Le livre suit principalement la vie de trois habitants de Detroit. D’abord, il y a un Français employé par un grand constructeur d’automobiles américain qui a été posté temporairement en Detroit. Il observe le délabrement de la ville de l’extérieur. Il aperçoit des maisons et des bureaux vacants, la manque de la maintenance de l’infrastructure, les quartiers dangereux où on ne devrait pas aller ...

Ensuite, on suit un policier de la police municipale. On apprend par cette histoire les conséquences extrêmes de la crise pour l’appareil policier et, en effet, pour toute l'administration. Sans ressources, il n’y a plus d’argent pour rien… Les policiers n’ont pas le temps ou l’argent pour faire leur boulot normalement.

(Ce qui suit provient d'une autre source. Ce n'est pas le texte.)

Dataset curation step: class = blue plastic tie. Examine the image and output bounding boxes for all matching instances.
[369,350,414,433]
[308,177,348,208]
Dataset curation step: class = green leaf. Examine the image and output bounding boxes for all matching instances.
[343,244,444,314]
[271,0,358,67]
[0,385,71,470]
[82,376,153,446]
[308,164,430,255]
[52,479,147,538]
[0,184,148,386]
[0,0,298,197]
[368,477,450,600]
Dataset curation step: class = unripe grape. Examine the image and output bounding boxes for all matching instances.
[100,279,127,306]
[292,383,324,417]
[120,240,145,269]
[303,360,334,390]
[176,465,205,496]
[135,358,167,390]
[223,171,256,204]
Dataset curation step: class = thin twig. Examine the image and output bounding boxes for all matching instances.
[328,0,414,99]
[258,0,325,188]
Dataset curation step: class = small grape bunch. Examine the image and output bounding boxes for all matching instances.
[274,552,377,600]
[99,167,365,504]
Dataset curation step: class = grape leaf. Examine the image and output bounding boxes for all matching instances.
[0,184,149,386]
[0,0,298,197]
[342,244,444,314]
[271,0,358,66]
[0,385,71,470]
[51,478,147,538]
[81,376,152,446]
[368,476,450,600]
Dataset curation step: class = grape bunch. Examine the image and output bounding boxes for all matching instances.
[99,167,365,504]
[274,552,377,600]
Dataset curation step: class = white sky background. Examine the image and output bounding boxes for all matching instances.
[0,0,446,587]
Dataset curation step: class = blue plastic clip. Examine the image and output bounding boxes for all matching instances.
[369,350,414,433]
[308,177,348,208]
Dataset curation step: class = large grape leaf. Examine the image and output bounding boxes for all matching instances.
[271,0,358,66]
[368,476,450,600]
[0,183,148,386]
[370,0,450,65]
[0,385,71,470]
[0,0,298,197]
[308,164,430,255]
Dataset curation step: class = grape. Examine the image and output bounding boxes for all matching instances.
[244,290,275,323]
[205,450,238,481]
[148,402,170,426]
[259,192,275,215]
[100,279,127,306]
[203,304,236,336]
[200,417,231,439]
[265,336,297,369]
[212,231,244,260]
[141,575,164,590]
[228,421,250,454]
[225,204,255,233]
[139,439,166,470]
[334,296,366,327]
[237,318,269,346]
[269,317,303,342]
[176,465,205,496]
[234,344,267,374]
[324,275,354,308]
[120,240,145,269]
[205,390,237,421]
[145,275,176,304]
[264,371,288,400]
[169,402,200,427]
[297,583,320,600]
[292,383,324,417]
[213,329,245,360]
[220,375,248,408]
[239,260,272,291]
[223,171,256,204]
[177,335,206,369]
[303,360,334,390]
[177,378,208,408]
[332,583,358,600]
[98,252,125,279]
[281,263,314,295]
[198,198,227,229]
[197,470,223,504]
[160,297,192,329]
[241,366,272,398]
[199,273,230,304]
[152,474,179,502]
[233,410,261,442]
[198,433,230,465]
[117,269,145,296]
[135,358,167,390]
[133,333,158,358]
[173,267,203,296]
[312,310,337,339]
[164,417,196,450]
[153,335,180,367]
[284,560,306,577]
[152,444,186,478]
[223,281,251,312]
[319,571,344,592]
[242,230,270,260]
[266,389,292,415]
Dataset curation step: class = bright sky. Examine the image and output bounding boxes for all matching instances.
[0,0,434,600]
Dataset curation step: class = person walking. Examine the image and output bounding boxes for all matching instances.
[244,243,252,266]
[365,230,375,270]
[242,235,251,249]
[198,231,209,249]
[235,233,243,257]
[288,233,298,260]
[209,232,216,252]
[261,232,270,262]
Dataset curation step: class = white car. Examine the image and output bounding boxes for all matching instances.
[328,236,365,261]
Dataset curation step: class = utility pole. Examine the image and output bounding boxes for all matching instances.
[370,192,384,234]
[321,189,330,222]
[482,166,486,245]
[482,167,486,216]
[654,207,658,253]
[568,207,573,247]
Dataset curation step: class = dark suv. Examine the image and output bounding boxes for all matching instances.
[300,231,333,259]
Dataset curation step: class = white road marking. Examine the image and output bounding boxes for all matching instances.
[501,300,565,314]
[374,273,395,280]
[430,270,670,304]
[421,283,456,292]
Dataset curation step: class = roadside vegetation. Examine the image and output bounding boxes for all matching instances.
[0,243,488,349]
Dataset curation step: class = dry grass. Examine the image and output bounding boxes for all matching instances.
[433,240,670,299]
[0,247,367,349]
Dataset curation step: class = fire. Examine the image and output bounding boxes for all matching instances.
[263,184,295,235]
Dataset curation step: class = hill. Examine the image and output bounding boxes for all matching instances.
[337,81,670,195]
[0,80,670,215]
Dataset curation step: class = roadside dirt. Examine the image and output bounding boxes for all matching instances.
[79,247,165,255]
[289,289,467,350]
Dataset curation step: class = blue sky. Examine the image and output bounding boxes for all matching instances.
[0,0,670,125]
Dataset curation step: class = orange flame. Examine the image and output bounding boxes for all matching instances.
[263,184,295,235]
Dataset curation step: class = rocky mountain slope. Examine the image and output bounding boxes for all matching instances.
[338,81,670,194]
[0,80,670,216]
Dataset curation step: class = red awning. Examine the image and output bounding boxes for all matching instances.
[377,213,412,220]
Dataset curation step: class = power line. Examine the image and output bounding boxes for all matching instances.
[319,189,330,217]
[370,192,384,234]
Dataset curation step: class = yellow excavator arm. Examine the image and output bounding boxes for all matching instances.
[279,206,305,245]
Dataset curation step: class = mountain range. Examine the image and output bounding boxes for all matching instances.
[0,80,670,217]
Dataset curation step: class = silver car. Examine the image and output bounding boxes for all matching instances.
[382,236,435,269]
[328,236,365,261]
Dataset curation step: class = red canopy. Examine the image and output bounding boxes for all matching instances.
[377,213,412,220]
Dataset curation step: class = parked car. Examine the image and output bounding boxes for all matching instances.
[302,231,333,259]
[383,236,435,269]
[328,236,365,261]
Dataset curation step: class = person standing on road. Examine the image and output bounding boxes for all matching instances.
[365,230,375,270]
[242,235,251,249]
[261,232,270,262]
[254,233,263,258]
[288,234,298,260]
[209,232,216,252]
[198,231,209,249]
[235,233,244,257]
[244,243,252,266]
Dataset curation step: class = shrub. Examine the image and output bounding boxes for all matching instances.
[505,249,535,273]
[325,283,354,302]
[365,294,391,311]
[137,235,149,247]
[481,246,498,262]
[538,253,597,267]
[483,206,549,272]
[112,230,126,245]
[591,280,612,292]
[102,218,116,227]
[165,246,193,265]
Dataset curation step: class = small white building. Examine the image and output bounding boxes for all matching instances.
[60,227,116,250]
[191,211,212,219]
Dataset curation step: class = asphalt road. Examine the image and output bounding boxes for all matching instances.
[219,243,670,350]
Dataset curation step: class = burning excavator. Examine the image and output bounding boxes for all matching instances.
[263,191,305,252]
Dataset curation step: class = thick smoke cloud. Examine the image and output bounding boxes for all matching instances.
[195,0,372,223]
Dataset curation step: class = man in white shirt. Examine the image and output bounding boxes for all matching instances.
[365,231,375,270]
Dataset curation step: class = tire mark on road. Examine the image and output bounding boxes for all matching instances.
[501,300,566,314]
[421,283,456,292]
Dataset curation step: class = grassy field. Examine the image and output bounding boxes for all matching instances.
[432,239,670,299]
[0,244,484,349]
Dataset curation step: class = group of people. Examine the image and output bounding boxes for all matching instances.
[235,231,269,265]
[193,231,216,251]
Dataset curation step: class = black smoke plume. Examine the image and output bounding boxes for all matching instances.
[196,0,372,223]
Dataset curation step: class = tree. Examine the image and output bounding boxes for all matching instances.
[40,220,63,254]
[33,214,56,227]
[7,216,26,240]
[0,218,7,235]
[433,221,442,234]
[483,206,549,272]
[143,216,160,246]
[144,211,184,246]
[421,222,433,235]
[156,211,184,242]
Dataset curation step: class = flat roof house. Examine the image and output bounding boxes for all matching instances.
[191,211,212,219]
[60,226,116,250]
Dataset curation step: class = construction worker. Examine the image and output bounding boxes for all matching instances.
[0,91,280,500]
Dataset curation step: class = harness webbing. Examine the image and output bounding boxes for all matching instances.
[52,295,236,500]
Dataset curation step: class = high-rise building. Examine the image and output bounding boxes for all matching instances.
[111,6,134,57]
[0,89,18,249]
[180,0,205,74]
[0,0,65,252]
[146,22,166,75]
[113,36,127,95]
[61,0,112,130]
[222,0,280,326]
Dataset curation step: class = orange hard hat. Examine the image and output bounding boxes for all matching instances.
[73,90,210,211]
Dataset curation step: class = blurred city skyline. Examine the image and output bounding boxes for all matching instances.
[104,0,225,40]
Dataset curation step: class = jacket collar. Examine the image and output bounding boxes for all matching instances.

Toutes les installations et voitures sont délabrées. C’est aussi pour ça que le policier, qui s’intéresse surtout à la disparition des teenagers, travaille à la maison. Il a emporté tous les dossiers pertinents pour les conserver et pour les étudier. En effet, il est le seul policier qui s’intéresse encore à ces disparitions.

La troisième histoire est l’histoire d’un enfant d’environ douze ans qui s’enfuit avec deux amis. Bien qu’il y ait aussi quelques autres caractères, le livre se compose surtout à ces trois intrigues. Les trois histoires se touchent de temps en temps, mais elles ne sont pas vraiment mélangées.

Je trouve le thème du livre très intéressant. L’histoire du délabrement d’une grande ville comme Detroit est vraiment captivante. Tous ces problèmes insolubles, les habitants qui s’en vont, forcés car ils sont en défaut, toutes les maisons vacantes et décrépites, la criminalité grandissante et une administration incompétente, désemparée et sans ressources. C'est presque un thème « apocalyptique réel et réaliste ».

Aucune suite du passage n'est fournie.